The station’s coverage of contentious campus moments likely spooked the administration, in part, because of its reach: As Sirenko and I spoke, Jimmy Smith’s jazz-funk on WKCR’s airwaves stretched far beyond Morningside Heights and deep into the Tri-state area. Sirenko feels pressure to please members of their “New York City and Beyond” audience, many of whom have been listening to WKCR since it earned its title as “The Alternative” in the mid-twentieth century. The pressure pays off, though.
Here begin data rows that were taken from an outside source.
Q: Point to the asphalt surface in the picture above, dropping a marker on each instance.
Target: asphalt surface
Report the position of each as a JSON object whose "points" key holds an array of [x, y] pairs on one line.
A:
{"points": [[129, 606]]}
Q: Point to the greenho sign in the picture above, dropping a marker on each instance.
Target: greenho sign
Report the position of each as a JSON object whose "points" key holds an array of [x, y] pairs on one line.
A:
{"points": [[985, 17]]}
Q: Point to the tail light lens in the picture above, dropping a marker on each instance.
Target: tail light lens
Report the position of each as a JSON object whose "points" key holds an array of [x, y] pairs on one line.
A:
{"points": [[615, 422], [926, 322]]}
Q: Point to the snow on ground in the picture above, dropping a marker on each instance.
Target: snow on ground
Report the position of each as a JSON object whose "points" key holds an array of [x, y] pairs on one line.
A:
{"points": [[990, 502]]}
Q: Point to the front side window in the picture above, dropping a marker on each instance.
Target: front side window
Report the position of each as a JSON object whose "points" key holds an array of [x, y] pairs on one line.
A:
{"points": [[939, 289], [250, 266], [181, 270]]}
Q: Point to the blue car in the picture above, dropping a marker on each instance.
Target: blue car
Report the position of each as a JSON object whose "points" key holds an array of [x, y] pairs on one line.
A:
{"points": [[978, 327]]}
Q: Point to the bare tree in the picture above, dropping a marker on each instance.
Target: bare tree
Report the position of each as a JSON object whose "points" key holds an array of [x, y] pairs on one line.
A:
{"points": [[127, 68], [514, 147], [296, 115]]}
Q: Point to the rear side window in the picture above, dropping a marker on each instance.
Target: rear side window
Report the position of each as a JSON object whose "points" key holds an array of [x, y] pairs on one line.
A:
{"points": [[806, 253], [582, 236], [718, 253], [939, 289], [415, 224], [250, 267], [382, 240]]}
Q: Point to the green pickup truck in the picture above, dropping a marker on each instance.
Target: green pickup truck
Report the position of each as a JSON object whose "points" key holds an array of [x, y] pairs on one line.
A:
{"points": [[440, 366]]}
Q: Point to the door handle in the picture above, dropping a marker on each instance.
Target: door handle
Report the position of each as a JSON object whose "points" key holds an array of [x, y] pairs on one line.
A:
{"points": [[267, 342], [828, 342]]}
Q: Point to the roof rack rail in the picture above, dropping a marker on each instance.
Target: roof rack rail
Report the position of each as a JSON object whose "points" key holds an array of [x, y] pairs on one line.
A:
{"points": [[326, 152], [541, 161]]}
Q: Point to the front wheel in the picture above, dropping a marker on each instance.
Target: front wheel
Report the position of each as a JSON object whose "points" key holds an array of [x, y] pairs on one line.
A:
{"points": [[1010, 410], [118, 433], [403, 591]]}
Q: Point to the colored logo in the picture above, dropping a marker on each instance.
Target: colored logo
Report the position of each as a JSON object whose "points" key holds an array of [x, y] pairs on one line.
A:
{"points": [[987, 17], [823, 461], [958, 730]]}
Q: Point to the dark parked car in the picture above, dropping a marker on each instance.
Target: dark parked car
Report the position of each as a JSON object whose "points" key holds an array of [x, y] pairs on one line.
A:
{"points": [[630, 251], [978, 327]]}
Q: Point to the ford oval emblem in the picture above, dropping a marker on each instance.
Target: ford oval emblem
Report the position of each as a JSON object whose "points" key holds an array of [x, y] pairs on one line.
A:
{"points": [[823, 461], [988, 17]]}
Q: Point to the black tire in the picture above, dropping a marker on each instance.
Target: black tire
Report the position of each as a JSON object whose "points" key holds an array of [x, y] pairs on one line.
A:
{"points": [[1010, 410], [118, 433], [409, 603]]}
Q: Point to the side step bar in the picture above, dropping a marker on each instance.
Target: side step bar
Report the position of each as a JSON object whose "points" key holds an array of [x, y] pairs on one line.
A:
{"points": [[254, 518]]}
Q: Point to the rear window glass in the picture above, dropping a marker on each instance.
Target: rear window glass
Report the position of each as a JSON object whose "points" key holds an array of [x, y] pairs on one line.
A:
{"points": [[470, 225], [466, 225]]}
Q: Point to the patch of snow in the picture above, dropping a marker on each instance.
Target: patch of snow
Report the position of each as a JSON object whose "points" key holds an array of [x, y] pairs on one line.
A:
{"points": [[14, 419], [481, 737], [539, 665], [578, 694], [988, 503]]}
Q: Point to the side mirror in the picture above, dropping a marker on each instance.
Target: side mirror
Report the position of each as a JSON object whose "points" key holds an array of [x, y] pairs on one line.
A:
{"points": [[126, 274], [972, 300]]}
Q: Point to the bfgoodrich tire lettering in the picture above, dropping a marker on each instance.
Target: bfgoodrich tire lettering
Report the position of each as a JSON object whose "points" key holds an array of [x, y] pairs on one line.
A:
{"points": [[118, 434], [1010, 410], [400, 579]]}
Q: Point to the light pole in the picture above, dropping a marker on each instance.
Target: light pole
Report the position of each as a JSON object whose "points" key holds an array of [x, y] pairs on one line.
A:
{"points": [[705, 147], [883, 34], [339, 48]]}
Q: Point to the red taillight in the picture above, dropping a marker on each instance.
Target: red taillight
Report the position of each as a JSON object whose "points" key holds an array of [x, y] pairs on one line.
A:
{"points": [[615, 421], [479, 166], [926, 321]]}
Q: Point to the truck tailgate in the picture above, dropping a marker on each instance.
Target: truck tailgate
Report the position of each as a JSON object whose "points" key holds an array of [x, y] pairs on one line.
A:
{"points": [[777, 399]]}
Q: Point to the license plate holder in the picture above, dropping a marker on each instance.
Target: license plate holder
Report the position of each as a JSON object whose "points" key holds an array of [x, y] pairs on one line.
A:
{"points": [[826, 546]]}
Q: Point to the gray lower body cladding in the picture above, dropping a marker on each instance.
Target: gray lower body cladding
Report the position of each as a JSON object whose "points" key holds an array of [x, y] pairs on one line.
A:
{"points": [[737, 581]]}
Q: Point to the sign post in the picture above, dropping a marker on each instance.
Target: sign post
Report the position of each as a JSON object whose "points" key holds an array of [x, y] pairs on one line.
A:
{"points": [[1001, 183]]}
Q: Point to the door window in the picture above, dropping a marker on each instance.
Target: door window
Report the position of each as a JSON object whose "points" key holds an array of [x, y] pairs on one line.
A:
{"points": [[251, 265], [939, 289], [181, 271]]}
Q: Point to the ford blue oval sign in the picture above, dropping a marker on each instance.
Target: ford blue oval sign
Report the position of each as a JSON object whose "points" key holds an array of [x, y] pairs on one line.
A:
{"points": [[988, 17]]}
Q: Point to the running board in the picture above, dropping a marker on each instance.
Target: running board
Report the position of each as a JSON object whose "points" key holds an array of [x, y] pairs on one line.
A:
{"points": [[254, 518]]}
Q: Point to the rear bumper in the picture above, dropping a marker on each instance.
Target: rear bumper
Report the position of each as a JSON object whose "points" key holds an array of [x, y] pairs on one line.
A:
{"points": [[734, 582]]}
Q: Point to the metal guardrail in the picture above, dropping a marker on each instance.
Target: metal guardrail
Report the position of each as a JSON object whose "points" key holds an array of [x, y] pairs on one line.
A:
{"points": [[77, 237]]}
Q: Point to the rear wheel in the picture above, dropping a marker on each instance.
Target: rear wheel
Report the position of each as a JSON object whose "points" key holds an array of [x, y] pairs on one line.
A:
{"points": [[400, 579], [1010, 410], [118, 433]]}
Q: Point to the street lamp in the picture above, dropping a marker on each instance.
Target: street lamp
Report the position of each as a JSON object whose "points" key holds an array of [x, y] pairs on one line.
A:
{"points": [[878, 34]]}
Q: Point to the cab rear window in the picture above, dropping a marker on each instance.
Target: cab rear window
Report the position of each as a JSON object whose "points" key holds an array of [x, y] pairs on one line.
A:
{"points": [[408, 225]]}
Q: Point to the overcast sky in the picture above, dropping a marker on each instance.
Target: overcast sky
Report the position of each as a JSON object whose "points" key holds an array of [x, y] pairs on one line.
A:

He fondly recalled that once, after playing Sun Ra for a couple of hours, multiple listeners called in to express their gratitude. “It spiced up their life in a way that wouldn’t happen if you just pick your songs yourself on Spotify.”


In the age of streaming, this distinction is the heart of radio. Rather than putting an album on for yourself—or allowing the algorithm Force to steer you towards playlists of TikTok hits—choosing to listen to the radio allows someone else to curate your musical experience for you. Listening, therefore, requires an intense level of trust. As Sirenko explained, “by choosing to listen to the radio, we get a bunch of epiphanies from this mysterious host or knowable host that can add to our lives and send us down completely new paths.” On the radio, a program might introduce you to an unfamiliar genre, piece of history, or pop culture tidbit. And a song you’ve loved since childhood feels all the more meaningful for the surprise, as though the person on the other end knew you were waiting for it and played it just for you.


The last time I pulled out of my driveway, now old enough to sit behind the wheel, I decided not to reach for the Bluetooth and, instead, to let the radio ring. In concert with the sound of my vehicle’s tires crunching the gravel of the ground beneath, multiple rumbling tongues mused on the state of the Red Sox roster. Before long, I had completely relinquished myself to the mercy of Sirenko’s mysterious and knowable host.